Vous prouvez, avec d’autres, que la défiance a gagné les esprits.
Alors qu’en cet hiver qui commence fort doucement, il aurait été l’occasion de parler des cas où l’hiver est rude, de parler de celui de 1954, de rappeler qu’il avait été possible de mobiliser beaucoup de gens (Beaucoup c’est seulement beaucoup, ça ne veut pas forcément dire 90% de la population), de rappeler le chemin de l’Abbé Pierre et de citer surtout le cas très peu connu d’Hélène Larmier, la propriétaire du luxueux hôtel Rochester qui l’avait mis à la disposition d’Emmaüs.
Quand on tape « Hélène Larmier » sur Google, il sort 5 occurrences la concernant. Quand on tape Loana, il en sort 3 millions d’occurrences.

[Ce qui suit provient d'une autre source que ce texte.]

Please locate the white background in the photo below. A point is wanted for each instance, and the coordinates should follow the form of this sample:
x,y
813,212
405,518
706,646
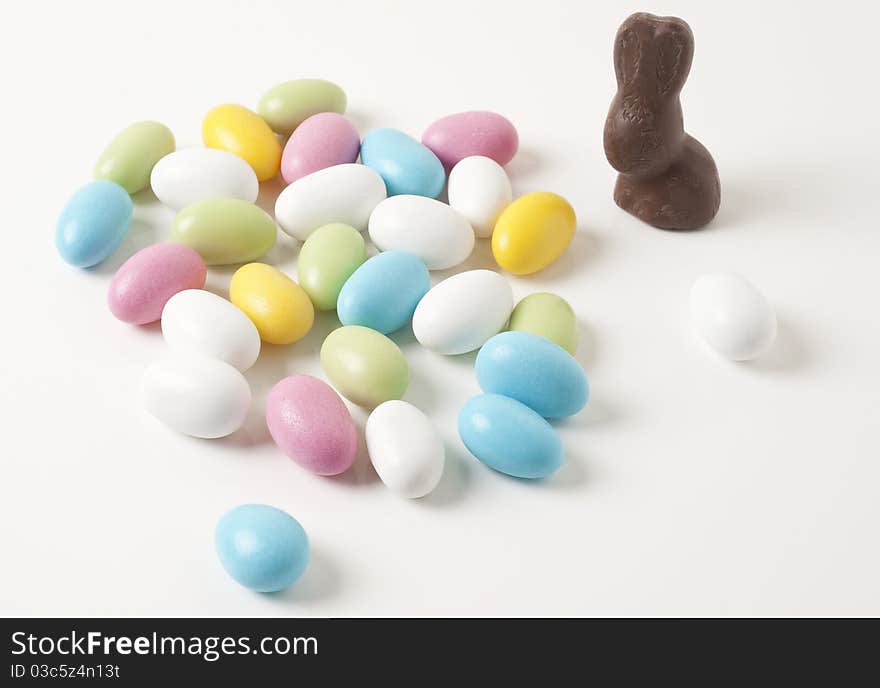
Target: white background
x,y
691,485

L’idéal serait bien entendu que chacun ait sa maison. Mais comme ce n’est pas le cas et en attendant que ça le soit, les coups de main, les actions ponctuelles en dépannage, sont cruciales.
De toutes manières, en rapport à toutes les sortes de cataclysmes qui peuvent à tout instant survenir, jamais on ne pourra se passer du principe du coup de main ponctuel.
Au delà de la question de la véritable construction de logements, nous devrions toujours cultiver le principe du coup de main ponctuel.
Il m’apparaît qu’avant 1950, la masse des gens ne s’exprimait qu’en cercles restreints et quelque peu spécialisés. Bidochon ne n’exprimait que devant ses collègues ouvriers, ses camarades de bistro, sa famille, c’était à peu près tout. Les Bidochons considéraient donc assez clairement qu’il revenait aux patrons et politiques de penser les grandes organisations et qu’eux, les basiques, avaient à se consacrer à la sphère du coup de main, de la solidarité de proximité. A l’échelle de la paroisse, de la mine, du syndicat.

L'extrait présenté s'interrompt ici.